A soberania fiscal está no Canadá, mais precisamente nas mãos da DBRS, a agência de notação canadiana. A DBRS faz parte do grupo das quatro agências reconhecidas pelo Banco Central Europeu para classificar o valor das dívidas soberanas. E é a única que coloca Portugal no nível acima do especulativo, o que habilita o nosso país a ser incluído no programa de compra de dívida pública em curso na zona Euro. A classificação da DBRS permite ainda que os bancos portugueses se possam financiar junto do BCE apresentando como garantia a dívida pública nacional.

Se a DBRS decidir baixar a classificação de Portugal, acontecem imediatamente duas coisas. Os bancos deixam de se financiar. No estado em que estão, poderia ser o colapso do sistema bancário nacional. Além disso, e pior, Portugal também deixaria de ter acesso ao financiamento do BCE. Os juros da dívida subiriam para valores insustentáveis e Portugal voltaria a correr o risco de bancarrota. Haveria uma alternativa. Portugal poderia pedir ao BCE para continuar a fazer parte do programa de compra de dívida. Mas o BCE só aceitaria se o governo alterasse o Orçamento de modo a cumprir o Pacto de Estabilidade. Ou seja, se a DBRS descesse a classificação nacional, de duas uma: bancarrota ou mudança de Orçamento.

A soberania fiscal transferiu-se para o Canadá por uma simples razão: António Costa está em campanha eleitoral para ganhar eleições antecipadas. Este Orçamento visa enganar os portugueses com promessas impossíveis de cumprir de um modo sustentável. Quando os eleitores, enganados, colocarem o PS a liderar as sondagens, Costa provocará uma crise política para ir a eleições, possivelmente em coligação com o Bloco de Esquerda. Costa nunca quis, nem quer, uma coligação para quatro anos. Quis apenas conquistar o poder para vencer eleições a partir do governo com promessas que não podem ser cumpridas no futuro. O Orçamento para este governo não passa de um instrumento eleitoral. Costa não está a cumprir as promessas da última eleição. Está a fazer promessas para a próxima, mas não as poderá cumprir. E serão os portugueses, mais uma vez, a pagar.

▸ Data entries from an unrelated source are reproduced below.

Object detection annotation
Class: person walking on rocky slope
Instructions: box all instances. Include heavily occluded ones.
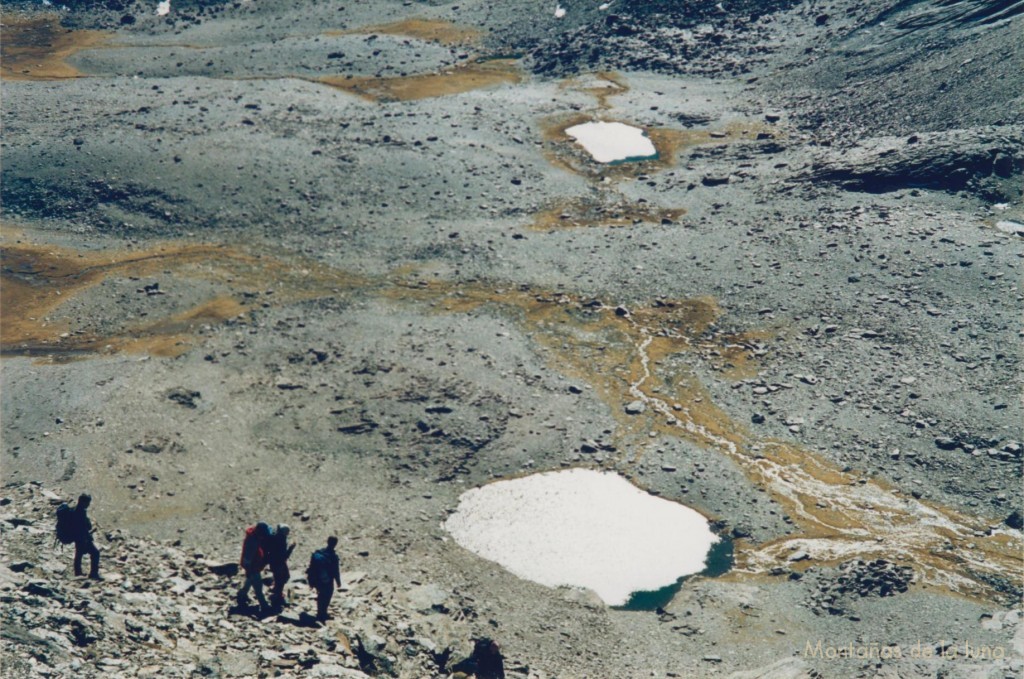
[238,521,270,612]
[306,536,341,622]
[266,523,295,610]
[72,493,101,580]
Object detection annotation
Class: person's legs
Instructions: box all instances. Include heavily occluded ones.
[86,540,99,580]
[249,571,270,608]
[270,565,291,608]
[75,541,85,576]
[238,570,253,603]
[316,583,334,621]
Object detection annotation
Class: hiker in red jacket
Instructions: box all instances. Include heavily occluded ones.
[72,493,100,580]
[238,521,270,611]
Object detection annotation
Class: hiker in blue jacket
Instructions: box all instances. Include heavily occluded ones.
[266,523,295,611]
[72,493,101,580]
[306,536,341,622]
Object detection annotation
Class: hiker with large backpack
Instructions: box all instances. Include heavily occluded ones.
[306,536,341,622]
[56,493,101,580]
[266,523,295,610]
[237,521,270,612]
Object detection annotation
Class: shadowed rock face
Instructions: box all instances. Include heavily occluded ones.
[802,126,1024,202]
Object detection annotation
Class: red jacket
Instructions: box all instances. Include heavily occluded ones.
[239,525,266,572]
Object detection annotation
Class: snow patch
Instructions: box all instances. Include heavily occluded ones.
[444,469,719,605]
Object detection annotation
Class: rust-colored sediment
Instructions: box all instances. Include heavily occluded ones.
[318,59,522,102]
[0,228,365,360]
[326,18,481,45]
[0,228,1024,602]
[530,197,686,231]
[0,14,112,80]
[383,276,1024,602]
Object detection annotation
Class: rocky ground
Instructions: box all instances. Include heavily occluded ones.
[0,0,1024,677]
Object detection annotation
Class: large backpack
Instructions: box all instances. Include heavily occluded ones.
[306,549,331,587]
[56,502,78,545]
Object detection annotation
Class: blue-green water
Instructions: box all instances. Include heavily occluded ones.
[615,536,734,610]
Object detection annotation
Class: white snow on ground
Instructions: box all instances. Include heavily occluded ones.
[995,219,1024,236]
[565,122,657,163]
[444,469,718,605]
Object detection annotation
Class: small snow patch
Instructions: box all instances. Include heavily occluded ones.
[565,122,657,163]
[995,219,1024,236]
[444,469,719,605]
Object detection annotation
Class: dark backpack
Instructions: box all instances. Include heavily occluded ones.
[56,502,78,545]
[306,549,331,587]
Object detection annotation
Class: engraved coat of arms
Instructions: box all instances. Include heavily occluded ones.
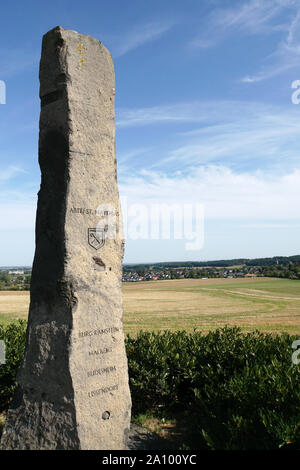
[88,226,107,250]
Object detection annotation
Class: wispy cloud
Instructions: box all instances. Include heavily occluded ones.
[242,9,300,83]
[212,0,291,34]
[111,21,175,57]
[0,166,26,182]
[118,101,300,172]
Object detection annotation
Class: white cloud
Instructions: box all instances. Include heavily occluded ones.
[120,165,300,221]
[118,101,300,172]
[112,21,174,57]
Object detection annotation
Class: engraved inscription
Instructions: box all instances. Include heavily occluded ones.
[70,207,97,215]
[89,348,112,356]
[78,326,120,338]
[88,225,108,250]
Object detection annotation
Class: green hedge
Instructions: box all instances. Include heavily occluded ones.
[0,320,27,412]
[0,322,300,449]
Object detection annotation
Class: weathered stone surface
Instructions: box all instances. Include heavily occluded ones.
[1,27,131,449]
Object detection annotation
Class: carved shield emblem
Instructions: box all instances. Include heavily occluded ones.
[88,227,106,250]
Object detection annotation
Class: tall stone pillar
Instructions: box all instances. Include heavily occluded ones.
[1,27,131,449]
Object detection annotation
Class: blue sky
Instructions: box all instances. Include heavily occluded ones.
[0,0,300,266]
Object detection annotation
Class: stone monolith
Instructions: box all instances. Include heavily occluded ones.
[1,27,131,449]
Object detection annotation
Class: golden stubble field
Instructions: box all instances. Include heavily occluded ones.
[0,278,300,334]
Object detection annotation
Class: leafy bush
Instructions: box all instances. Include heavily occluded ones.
[0,320,26,412]
[127,327,300,449]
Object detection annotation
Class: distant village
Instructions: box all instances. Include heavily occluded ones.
[122,263,300,282]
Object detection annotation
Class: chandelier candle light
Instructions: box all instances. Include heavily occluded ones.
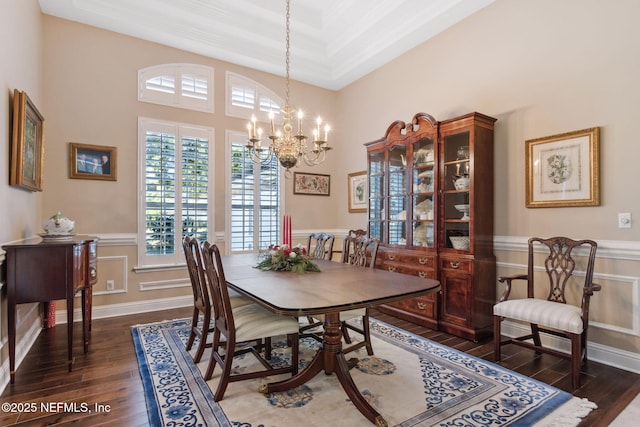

Esta estratégia eleitoral obriga Costa a esconder a verdade aos portugueses. Em primeiro lugar, a carta enviada pela Comissão Europeia não é tão habitual como Costa afirmou. Até agora, em dois anos – desde a aprovação da legislação comunitária relevante para o caso – a Comissão enviou quatro cartas: à Austria, à Bélgica, a França e a Itália. No caso dos dois primeiros países, as respostas foram satisfatórias. No caso de França e de Itália, os respectivos governos foram obrigados a alterar os Orçamentos, diminuindo a despesa.

O governo tem desdramatizado a carta da Comissão, mas será difícil Bruxelas não pedir uma mudança de Orçamento. Não tenho dúvidas que o Comissário Moscovici gostaria de resolver a questão sem problemas de maior e, possivelmente, dirá isso ao governo. Mas a Comissão está sob escrutínio do Eurogrupo; e depois da sua credibilidade ter sido seriamente afectada durante a última crise da Grécia, terá que ser prudente e impor as regras. Além disso, a definição de défice estrutural pelo governo português, violando o estipulado no Pacto de Estabilidade, dá cabo da boa vontade do Comissário Moscovici.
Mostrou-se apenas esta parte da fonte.